Индивидуалист перестает быть актером социального театра, актером общества как одной большой театральной постановки («Весь мир – театр»). Он становится его эгоцентрическим режиссером. Он знает, какие рациональные стратегии можно применить, чтобы спектакль шел без вреда для него. Он умеет разыграть спектакль, чтобы ни в чем не задеть собственную человеческую индивидуальность.
Штирнер с презрением обрушивается на «духовных» людей, которые руководствуются идеей или идеалом. Ведь они сами приносят себя в жертву отвлеченным началам. Например, человек борется за всеобщее равенство. Но он же первым станет жертвой этого равенства, когда у него всё отнимут. Или человек борется за справедливость. Но справедливость каждый понимает по-своему – и при наведении порядка в соответствии с его идеалами борец за справедливость лишится имущества, а то и жизни.
Здесь Штирнер пессимистичен как никто, хотя его пессимизм не очень убедителен и он тратит десятки страниц на постоянную полемику с другими левыми гегельянцами и тогдашними социалистами, чтобы убедить их, что не бывает безвредных идей. Согласно Штирнеру, конкретность бытия, когда к идеалу неизбежно прибавляются какие-то субъективные интересы и субъективное понимание даже самых общих идей, превращает рациональный мир в ад.
Духовные люди вбили себе в голову нечто, что должно быть осуществлено. У них есть понятия любви, доброты, которые они хотели бы видеть воплощенными в жизнь, поэтому они хотят создать царство любви на земле, в котором никто не действовал бы из своекорыстия, а каждый действовал бы «из любви». Любовь должна господствовать. То, что они вбили себе в голову, нельзя назвать иначе, чем навязчивой идеей. Ведь «в их голове бродят привидения». Самое жуткое привидение – Человек. Вспомните поговорку: «Путь к гибели вымощен добрыми намерениями». Намерение всецело воплотить в себе человечность, стать вполне человеком – именно одно из ведущих к гибели, таковы же намерения стать хорошим, добрым, благоразумным и т. д.[56]

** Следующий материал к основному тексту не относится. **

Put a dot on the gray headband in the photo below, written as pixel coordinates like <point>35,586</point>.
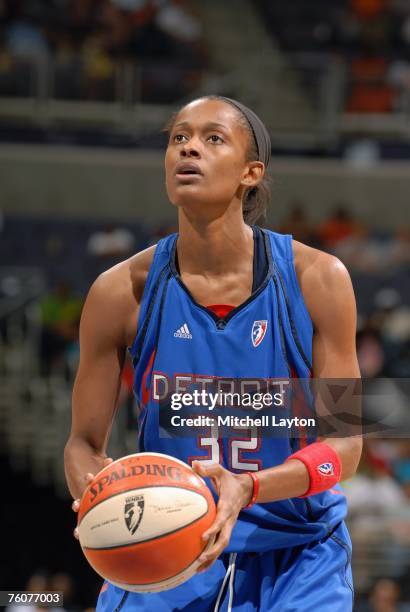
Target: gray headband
<point>260,133</point>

Конечно, человек, служащий идее, становится аскетичным, сдержанным, строгим. Но эти добродетели перечеркиваются тем, что он не верен своему слову. Он ощущает себя жрецом, который распоряжается любыми словами и священными образами. Потому не замечает, как сам говорит людям всё время что-то другое, противоположное сказанному прежде.
Жрец даже не видит, что он сказал сегодня что-то иное, чем вчера, – он так заворожен своим жречеством, что ему кажется, что все исходящие из его уст слова равно священны и драгоценны. Поэтому жречество может дать противоречивые наставления людям и привести к новым ссорам и смертям.
Тот, кто живет для великой идеи, для доброго дела, для какого-нибудь учения или системы, возвышенного призвания, не должен допускать в себе мирских страстей, своекорыстных интересов. Здесь мы имеем дело с поповством, или, как оно может быть названо в своем педагогическом воздействии, со школьной выправкой, ибо идеалы поучают нас, как школьников. Священник более всех призван жить для идеи и действовать во имя идеи или истинно доброго дела. Потому народ чувствует, что священнику не подобает проявлять светское высокомерие, любить жизненные блага, участвовать в веселье, танцах и играх – короче, иметь, кроме «священного интереса», еще какой-либо другой. Этим объясняется скудный оклад учителей, которые должны чувствовать себя вознагражденными только священностью своего призвания и должны «отречься» от прочих наслаждений.
Существует целая табель о рангах священных идей, и людям рекомендуется избрать из них одну или несколько в качестве своего призвания: семья, отечество, наука и т. д.[57]
Человек, служащий науке, уже толком не служит семье, и наоборот. Поэтому служение духу, жречество, вредно и этим – оно отнимает у человека большую часть возможностей и удовольствий. Говоря образно, ученый владеет только своим письменным столом и ничем больше в квартире, а обыватель-семьянин – только кухней. Тогда как индивидуализм, считает Штирнер, позволит человеку распоряжаться всей квартирой.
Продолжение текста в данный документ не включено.